5.3     De raad is voorts van oordeel dat het exploit d.d. 20 oktober 2011 inhoudelijk onjuist is. Het exploit bevat immers een bevel tot betaling, terwijl verweersters cliënte in haar hoedanigheid van executeur-testamentair haar kindsdeel vanuit de ervenrekening aan zichzelf kon uitbetalen. In het exploit werd derhalve aanspraak gemaakt op nakoming van een niet-bestaande verbintenis. Nu het exploit in opdracht van verweerster is betekend is zij verantwoordelijk voor de inhoud ervan. De stelling van verweerster dat zij geen kennis heeft genomen van de inhoud van het exploit voordat dit door de deurwaarder werd betekend maakt dit niet anders. De raad is van oordeel dat het in dat geval op de weg van verweerster had gelegen om, toen zij kennis nam van de inhoudelijke onjuistheid van het exploit, een herstelexploit aan klaagster te doen uitbrengen. Verweerster heeft dit nagelaten. Aldus heeft verweerster niet gehandeld zoals het een behoorlijk advocaat betaamt. Ook dit onderdeel van de klacht is derhalve gegrond.
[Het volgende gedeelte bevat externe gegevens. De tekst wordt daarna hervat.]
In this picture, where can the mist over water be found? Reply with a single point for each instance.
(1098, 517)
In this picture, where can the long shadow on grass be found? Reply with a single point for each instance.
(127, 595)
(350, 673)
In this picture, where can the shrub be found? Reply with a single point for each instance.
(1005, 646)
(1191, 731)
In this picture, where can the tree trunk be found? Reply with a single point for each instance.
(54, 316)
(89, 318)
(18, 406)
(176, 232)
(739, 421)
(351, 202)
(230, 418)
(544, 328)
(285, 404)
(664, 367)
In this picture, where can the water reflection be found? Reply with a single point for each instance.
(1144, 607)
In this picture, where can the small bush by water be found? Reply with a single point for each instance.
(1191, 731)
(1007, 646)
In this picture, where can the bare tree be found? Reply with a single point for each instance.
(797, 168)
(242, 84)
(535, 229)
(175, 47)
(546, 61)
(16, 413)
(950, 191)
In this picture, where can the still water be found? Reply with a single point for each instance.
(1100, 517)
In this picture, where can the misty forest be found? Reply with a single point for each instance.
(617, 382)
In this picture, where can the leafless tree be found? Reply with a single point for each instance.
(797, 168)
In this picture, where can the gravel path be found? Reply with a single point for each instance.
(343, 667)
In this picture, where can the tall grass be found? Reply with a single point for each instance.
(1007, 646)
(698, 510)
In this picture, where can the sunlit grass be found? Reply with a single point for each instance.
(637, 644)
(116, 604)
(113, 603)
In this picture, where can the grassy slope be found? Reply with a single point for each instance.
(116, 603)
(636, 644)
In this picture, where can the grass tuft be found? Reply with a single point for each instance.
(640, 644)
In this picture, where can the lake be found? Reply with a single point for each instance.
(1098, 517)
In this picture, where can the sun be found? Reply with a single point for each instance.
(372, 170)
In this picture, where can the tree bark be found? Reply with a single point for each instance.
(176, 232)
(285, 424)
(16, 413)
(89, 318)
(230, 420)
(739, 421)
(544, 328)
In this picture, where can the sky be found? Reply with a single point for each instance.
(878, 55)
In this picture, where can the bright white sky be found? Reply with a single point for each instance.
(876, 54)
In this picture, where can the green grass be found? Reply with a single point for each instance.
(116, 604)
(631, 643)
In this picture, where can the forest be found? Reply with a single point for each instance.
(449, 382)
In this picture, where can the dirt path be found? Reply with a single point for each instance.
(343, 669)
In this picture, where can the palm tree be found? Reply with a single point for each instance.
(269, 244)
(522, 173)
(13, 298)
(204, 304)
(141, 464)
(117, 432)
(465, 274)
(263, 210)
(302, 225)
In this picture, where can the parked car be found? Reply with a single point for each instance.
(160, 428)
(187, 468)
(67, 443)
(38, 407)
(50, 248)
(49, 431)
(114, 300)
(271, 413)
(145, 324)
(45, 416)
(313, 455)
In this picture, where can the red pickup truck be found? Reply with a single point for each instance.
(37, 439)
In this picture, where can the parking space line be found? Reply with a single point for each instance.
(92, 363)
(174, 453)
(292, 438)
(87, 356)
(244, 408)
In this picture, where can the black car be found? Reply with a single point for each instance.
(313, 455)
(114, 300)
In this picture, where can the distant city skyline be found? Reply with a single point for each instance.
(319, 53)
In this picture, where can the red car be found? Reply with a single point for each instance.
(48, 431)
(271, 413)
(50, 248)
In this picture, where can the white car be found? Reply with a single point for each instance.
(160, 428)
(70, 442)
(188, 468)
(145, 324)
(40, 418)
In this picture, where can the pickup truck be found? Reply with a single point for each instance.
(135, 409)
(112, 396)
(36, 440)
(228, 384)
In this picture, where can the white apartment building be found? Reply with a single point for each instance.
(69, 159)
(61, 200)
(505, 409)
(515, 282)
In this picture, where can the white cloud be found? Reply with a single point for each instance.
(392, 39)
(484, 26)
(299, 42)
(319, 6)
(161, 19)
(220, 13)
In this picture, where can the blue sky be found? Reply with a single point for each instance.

5.4     De raad komt tot de slotsom dat de klacht in haar beide onderdelen gegrond moet worden verklaard.

6        MAATREGEL

6.1     De raad acht een enkele waarschuwing een passende maatregel.

 

             

BESLISSING

De raad van discipline:

verklaart de klacht in beide onderdelen gegrond en legt ter zake aan verweerster op een enkele waarschuwing.

 

Aldus beslist door mr. E.P. van Unen, voorzitter, mrs. E.P.C.M. Teeuwen, A.L.W.G. Houtakkers, P.J.W.M. Theunissen, J.D.E. van den Heuvel, leden, bijgestaan door mr. Th.H.G. van de Langenberg als griffier, en uitgesproken ter openbare zitting van de raad van 2 juli 2012

 

 

 

griffier                                                                         voorzitter                                     

 

 

 

Deze beslissing is in afschrift op  4 juli 2012    

 

per aangetekende brief verzonden aan:

-         klaagster

-         verweerster

-        de deken van de Orde van Advocaten in het arrondissement ‘s-Hertogenbosch

-         de deken van de Nederlandse Orde van Advocaten.

 

Van deze beslissing kan hoger beroep bij het Hof van Discipline worden ingesteld door:

-         verweerster

-        de deken van de Nederlandse Orde van Advocaten

Het hoger beroep moet binnen een termijn van 30 dagen na verzending van de beslissing worden ingesteld door middel van indiening van een beroepschrift, waarin de gronden van het beroep zijn vermeld en van een motivering zijn voorzien. Het beroepschrift moet in zevenvoud worden ingediend tezamen met zes afschriften van de beslissing waarvan beroep.

De eerste dag van de termijn van 30 dagen is de dag volgend op de dag van de verzending van de beslissing. Uiterlijk op de dertigste dag van die termijn moet het beroepschrift dus in het bezit zijn van de griffie van het Hof van Discipline. Verlenging van de termijn van 30 dagen is niet mogelijk.

Het beroepschrift kan op de volgende wijzen worden ingediend bij het Hof van Discipline:

a.       Per post

Het postadres van de griffie van het Hof van Discipline is:

Postbus 132, 4840 AC Prinsenbeek

b.       Bezorging

De griffie is gevestigd aan het adres Markt 44, 4841 AC Prinsenbeek.

Teneinde er zeker van te zijn dat voor de ontvangst getekend kan worden of dat pakketten die niet in een reguliere brievenbus besteld kunnen worden, afgegeven kunnen worden dient u telefonisch contact op te nemen met de griffie van het hof.

c.       Per fax

Het faxnummer van het Hof van Discipline is 076 - 548 4608. Tegelijkertijd met de indiening per fax dient het beroepschrift tezamen met de beslissing waarvan beroep in het vereiste aantal per post te worden toegezonden aan de griffie van het hof.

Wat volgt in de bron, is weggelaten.